Home CHARLES P. PIEPER, trustee, vs. TOWN OF FRAMINGHAM.

346 Mass. 777

December 6, 1963

Exceptions overruled. The respondent comes here on exceptions taken during the trial of a petition brought on May 13, 1959, for damages for land taken from the petitioner, Pieper, on May 27, 1958. On November 3, 1960, First Federal Savings and Loan Association of Boston (Federal), mortgagee of the land taken, having received notice under G. L. c. 79, Section 32, answered. Neither Pieper nor his attorney was present when the petition was reached for trial, and counsel for Federal proceeded to try the case after agreement by the court and the parties present that Federal's answer might be treated as a joinder of Federal as a petitioner. After the opening on behalf of Federal, the respondent moved to nonsuit Pieper and complains here upon the denial of the motion. The denial lay within the sound discretion of the judge. See Priest v. Wheeler, 101 Mass. 479. General Laws c. 79, Section 36, is designed to expedite the disposition of a petition such as this when all parties interested are before the court, and it specifically provides that "any party thereto may prosecute the same." Federal had unquestionably qualified to go forward. That its answer was treated as a joinder upon the consent given in open court by the respondent in no way prejudiced the respondent. The respondent's request that the judge charge the jury that no provision of law requires that the vote of a town authorizing a taking be recorded was rightly refused in the face of his charge which was sufficiently comprehensive relative to the recording of the order of taking. In the state of the evidence there was no error in his refusal to grant the respondent's requests for instructions with regard to revenue and excise stamps affixed to a deed of land adjacent to that taken.

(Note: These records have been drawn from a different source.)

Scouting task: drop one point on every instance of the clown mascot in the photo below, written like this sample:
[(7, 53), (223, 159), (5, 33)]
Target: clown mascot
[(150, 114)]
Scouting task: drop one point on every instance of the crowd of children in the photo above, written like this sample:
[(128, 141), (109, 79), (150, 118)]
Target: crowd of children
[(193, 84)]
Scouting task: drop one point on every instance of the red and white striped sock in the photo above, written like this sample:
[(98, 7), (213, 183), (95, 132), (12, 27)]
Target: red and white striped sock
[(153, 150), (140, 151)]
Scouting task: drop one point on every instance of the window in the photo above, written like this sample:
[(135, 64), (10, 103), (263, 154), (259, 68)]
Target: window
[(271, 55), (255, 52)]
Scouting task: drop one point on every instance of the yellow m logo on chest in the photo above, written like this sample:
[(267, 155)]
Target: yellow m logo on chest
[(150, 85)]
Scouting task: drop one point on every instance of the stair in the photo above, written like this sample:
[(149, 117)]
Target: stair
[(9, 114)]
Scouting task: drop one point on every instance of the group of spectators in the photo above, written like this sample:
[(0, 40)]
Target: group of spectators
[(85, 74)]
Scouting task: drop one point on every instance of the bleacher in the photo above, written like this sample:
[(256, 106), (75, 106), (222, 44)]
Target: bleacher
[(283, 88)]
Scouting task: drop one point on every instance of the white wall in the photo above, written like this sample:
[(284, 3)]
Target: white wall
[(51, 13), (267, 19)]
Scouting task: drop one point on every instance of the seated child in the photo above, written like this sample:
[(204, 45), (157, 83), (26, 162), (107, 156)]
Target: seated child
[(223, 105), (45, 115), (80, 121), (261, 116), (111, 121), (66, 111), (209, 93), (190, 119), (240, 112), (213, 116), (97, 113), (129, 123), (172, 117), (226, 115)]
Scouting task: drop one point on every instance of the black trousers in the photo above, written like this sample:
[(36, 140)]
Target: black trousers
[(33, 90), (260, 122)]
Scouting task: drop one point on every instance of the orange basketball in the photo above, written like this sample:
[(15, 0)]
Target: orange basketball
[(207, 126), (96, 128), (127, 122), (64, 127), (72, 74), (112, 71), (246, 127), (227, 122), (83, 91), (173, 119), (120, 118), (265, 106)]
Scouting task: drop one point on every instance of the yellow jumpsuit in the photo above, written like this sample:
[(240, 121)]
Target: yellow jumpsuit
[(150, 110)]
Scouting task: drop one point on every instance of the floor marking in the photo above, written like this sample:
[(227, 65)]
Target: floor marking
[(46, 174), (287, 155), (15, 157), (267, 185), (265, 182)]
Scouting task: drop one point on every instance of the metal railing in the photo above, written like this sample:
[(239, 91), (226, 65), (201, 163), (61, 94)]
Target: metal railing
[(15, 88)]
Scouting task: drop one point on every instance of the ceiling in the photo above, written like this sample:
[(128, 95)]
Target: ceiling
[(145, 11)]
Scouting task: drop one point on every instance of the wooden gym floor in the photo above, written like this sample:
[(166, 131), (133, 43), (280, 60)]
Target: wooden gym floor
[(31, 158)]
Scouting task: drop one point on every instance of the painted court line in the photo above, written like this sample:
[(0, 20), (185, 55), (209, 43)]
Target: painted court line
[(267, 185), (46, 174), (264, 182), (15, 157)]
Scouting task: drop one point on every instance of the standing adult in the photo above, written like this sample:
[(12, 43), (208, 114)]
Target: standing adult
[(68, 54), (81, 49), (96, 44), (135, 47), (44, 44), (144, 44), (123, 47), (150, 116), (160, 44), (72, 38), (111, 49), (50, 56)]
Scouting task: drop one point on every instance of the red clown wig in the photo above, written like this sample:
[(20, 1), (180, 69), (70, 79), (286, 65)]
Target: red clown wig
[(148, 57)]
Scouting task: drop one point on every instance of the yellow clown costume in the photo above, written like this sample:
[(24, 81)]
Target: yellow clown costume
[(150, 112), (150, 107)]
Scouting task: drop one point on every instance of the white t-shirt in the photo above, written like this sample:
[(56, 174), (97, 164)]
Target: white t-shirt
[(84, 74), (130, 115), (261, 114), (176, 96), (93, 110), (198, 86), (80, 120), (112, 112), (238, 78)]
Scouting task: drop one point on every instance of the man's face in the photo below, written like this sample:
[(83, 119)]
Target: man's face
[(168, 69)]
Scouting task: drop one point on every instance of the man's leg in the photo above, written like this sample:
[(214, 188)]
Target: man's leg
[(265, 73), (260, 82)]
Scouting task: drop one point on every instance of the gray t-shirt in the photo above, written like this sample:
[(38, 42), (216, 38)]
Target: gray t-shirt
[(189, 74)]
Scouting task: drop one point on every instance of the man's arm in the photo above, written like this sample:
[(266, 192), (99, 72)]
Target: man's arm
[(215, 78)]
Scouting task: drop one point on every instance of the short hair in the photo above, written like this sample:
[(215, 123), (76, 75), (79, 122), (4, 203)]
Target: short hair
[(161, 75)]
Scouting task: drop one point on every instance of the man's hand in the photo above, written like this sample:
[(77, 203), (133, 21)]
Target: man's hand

Home MUTUAL COAT CORP. vs. DORSYL REALTY, INC.

346 Mass. 777

January 2, 1964

Order sustaining demurrer affirmed. Judgment for the defendant. In this action by a tenant against its landlord for loss of furs by theft, the declaration, on demurrer, fails as to the first count, in tort, because the mere relationship of landlord and tenant imposes no duty on the landlord to secure entrance doors. Teall v. Harlow, 275 Mass. 448, 452. The second count, in contract, fails because there is no allegation of an express contract, written or oral, whereby the landlord assumed the duty to secure entrance doors. Pollock v. New England Tel. & Tel. Co. 289 Mass. 255, 258. G. L.

Page 778

c. 231, Section 7, Second. G. L. c. 231, Section 7, Eleventh. In oral argument, the plaintiff conceded that the third count, in tort, was demurrable. The remaining count, in contract, fails because there is no allegation, essential to the existence of a bailment, that possession of the furs was delivered to, and accepted by, the landlord. D. A. Schulte, Inc. v. North Terminal Garage Co. 291 Mass. 251, 256-258. Williston, Contracts (2d ed.) Section 1032.